The desserts are also the usual, wattalapan (Rs. 180), kiri pani (curd and treacle, Rs. 290, etc).
The menu front
Now, as you can see, the prices are reasonable, but not low if you get everything you want. While a veg set menu is Rs. 250, with the extra chicken and tea that came out to Rs. 820 (including 10% service charge). So, not expensive for two, but we also didn't eat a lot. It's also much more expensive than a streetside kade, where you can get equally good food, if you know where to go.
Some of the other prices seem expensive - Rs. 350 for batu moju - but given the size of the dishes we saw we think each would comfortably serve three. We would call Upali's an affordable place, but it's not cheap. What you get in return for the premium over street prices is a venue that families, businesspeople and tourists alike would be comfortable in and a level of service and cleanliness that we think is worth paying a bit extra.
The outdoor seating
Upali's has a great location, near the Nelum Pokuna junction, towards Town Hall and across from Vihara Maha Devi park. It actually doesn't have enough parking for the demand they seem to be getting, only space for about 8-10 cars, including street parking.

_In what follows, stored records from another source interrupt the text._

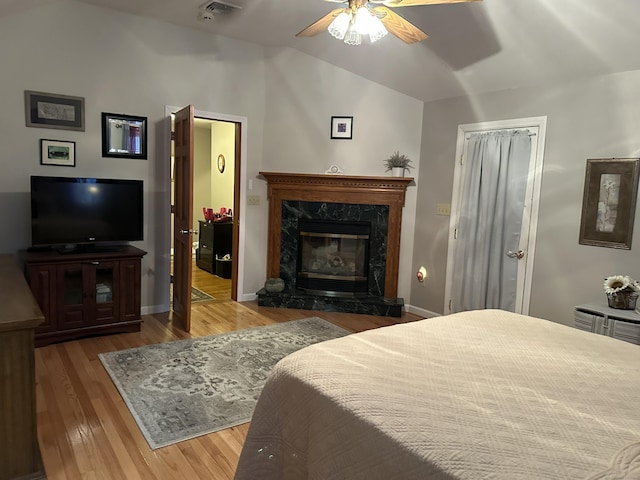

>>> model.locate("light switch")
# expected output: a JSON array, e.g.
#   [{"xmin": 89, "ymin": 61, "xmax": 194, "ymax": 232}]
[{"xmin": 436, "ymin": 203, "xmax": 451, "ymax": 215}]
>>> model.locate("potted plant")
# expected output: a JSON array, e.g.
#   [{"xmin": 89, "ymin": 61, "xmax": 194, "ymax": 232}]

What's interesting about the interior is that they've basically laid it out like a middle class Indian restaurant (like Elite in Bamba). Bright, clean and even a bit godacious, especially the chandeliers and plush seating on the top floor, in the more private seating areas. We wouldn't call it aesthetically beautiful, with the exception of the outdoor seating above, but we think it's a great idea. Nobody's taken the efficiency and style of that sort of Indian restaurant and applied it to Sri Lankan food. We think it works very well.
Nawaloka - the company running Upali's - is mainly into hospitals, and it shows a bit in terms of the decor and bathrooms, but this also means that everything is impeccably clean.
When we went the place was buzzing and full of people, though they haven't really marketed themselves at all yet.
The service we had was amazing. They turned down the A/C without a fuss, offered table water as a first choice and were there at every point we needed them. We didn't wait to order, we didn't wait for the cheque, nor did we ever feel rushed. The waiters knew the menu, they were friendly, they gave everything with the polite two hands, and they cleared everything promptly and well.
We think this is again because Upali's has stuck to traditional fare done a bit better. Too often we meet waiters completely baffled by the western fare they're supposed to serve, and the cooks also don't understand what they're supposed to making. In this case the waiters are obviously comfortable with everything on the menu, as are the cooks.
We had a wonderful service experience, but do tell us if anything changes.
The gotu kola
We don't gush much, but we're really impressed with Upali's. Colombo has been crying out for this sort of restaurant - someplace that does local food a little bit better. We've had Nuga Gama in the Cinnamon and Raja Bojun next door, but both were a bit expensive. We also have excellent street side kades, but those don't suit every crowd and can't really scale. Finally there's a proper middle class Sri Lankan restaurant, and we're really happy that it exists.
Sometimes the best innovation is incremental, and Upali's has taken traditional Sri Lankan food, tweaked slightly and served it in a middle class Indian style. We think it's a winning combination.